Pemerintah Indonesia baru-baru ini mengumumkan kebijakan untuk menaikkan Pajak Pertambahan Nilai (PPN) dari 10 persen menjadi 12 persen. Keputusan ini menuai pro dan kontra di kalangan masyarakat, terutama dari kalangan pekerja.
Salah satu yang mengkritik kebijakan tersebut adalah Persatuan Hotel dan Restoran Indonesia (PHRI). Mereka menilai bahwa kenaikan PPN ini bisa berdampak negatif terhadap kesejahteraan pekerja di sektor pariwisata, terutama di hotel dan restoran.
Menurut PHRI, kenaikan PPN dapat mengakibatkan penurunan daya beli masyarakat, sehingga jumlah kunjungan wisatawan ke hotel dan restoran bisa menurun. Hal ini tentu akan berdampak langsung terhadap pendapatan perusahaan dan potensial mengurangi jumlah pekerja yang ada.
PHRI juga mengkhawatirkan bahwa kenaikan PPN ini bisa membuat biaya operasional hotel dan restoran menjadi lebih tinggi, sehingga perusahaan harus mencari cara untuk mengurangi biaya, salah satunya adalah dengan melakukan pemotongan gaji atau bahkan melakukan pemutusan hubungan kerja terhadap sebagian karyawan.
Dengan demikian, PHRI menekankan pentingnya pemerintah untuk memperhatikan kesejahteraan pekerja dalam merumuskan kebijakan perpajakan.
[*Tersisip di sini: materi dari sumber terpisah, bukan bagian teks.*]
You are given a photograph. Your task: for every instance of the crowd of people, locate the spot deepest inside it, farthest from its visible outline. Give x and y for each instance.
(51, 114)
Mereka meminta agar pemerintah mempertimbangkan betapa pentingnya pekerja dalam menjaga stabilitas ekonomi negara.
Sebagai organisasi yang mewakili sektor pariwisata, PHRI juga berharap agar pemerintah dapat memberikan insentif atau stimulus kepada perusahaan di sektor pariwisata untuk mengimbangi dampak kenaikan PPN. Hal ini diharapkan dapat membantu perusahaan dalam menjaga kesejahteraan pekerja dan mengurangi potensi PHK di masa depan.
Dengan demikian, perlu adanya sinergi antara pemerintah, perusahaan, dan organisasi buruh untuk mencari solusi terbaik dalam menghadapi kenaikan PPN ini. Kesejahteraan pekerja harus tetap menjadi prioritas utama dalam pembahasan kebijakan perpajakan, demi menjaga stabilitas ekonomi dan keadilan sosial di Indonesia.